POLITICO: Europe’s investment bank sets pace on fossil fuel lending

15 November 2019

The EIB pledge to end support for fossil fuel investments by 2021 sets a path for other multilateral lenders. The EIB is also the first to set a lending policy tied to the goals of the Paris Agreement — something other development banks have also pledged to do.

"We do believe we are helping to set the standard for all international institutions for what it means to be Paris aligned," Andrew McDowell, the bank's vice president in charge of energy.

The shift in policy approved in Luxembourg sends a clear signal that business as usual when it comes to financing big energy projects is dead. Getting the bank's stamp of approval and cheap finance is crucial for project developers, allowing them to more easily tap private markets.

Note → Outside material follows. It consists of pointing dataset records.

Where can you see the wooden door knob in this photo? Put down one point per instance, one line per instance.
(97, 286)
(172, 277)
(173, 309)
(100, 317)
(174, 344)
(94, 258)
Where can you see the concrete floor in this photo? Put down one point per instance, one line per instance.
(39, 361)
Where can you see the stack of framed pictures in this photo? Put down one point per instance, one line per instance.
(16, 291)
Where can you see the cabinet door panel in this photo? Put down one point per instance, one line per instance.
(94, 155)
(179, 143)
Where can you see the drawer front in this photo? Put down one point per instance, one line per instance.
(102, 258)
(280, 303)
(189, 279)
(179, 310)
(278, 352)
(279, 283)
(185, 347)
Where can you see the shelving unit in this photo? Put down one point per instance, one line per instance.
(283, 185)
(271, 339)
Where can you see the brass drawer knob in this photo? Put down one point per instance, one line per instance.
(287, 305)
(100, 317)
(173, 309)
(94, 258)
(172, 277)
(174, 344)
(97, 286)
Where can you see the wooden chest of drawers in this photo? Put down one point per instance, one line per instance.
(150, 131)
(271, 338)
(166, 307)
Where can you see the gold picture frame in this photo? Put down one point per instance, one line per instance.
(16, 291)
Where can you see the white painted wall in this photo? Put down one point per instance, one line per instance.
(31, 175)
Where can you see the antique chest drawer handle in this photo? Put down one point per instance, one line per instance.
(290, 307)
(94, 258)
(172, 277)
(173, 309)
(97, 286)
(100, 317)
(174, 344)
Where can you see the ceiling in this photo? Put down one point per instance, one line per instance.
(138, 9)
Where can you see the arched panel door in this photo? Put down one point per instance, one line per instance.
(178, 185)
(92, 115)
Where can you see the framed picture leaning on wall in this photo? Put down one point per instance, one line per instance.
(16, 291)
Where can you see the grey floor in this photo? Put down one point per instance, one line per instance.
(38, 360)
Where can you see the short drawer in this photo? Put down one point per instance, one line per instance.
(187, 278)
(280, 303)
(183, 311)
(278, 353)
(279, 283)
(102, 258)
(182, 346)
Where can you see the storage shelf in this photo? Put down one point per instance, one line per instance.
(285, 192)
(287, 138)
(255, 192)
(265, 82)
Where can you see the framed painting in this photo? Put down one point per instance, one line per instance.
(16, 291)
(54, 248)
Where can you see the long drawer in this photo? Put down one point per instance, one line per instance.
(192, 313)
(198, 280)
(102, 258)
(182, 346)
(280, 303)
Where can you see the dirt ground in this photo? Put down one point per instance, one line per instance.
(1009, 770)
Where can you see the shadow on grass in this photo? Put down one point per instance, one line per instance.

The rules will end lending to fossil fuel projects as of 2021. That's a year later than the EIB had originally suggested, but their 2020 proposal sparked a storm of protest from the EC and some of the 28 EU countries that are the bank's shareholders.

The 2021 cut-off will allow for the financing of a last wave of infrastructure projects that have already received EU backing — a compromise the Commission pushed for and said it's "satisfied" with. By 2025, half of the bank's investments — it loaned €55.6 billion last year, of which about €16 billion went for energy projects — will go to climate and sustainable investment projects.

The bank also set a strict limit for financing power generation projects of 250 grams of carbon dioxide per kilowatt-hour — replacing the old standard of 550 grams. The tougher guidelines exclude not only coal-fired power (which the bank has already stopped financing) but also unabated natural gas — that means projects will have to incorporate technologies like carbon capture and storage to squeeze under that threshold.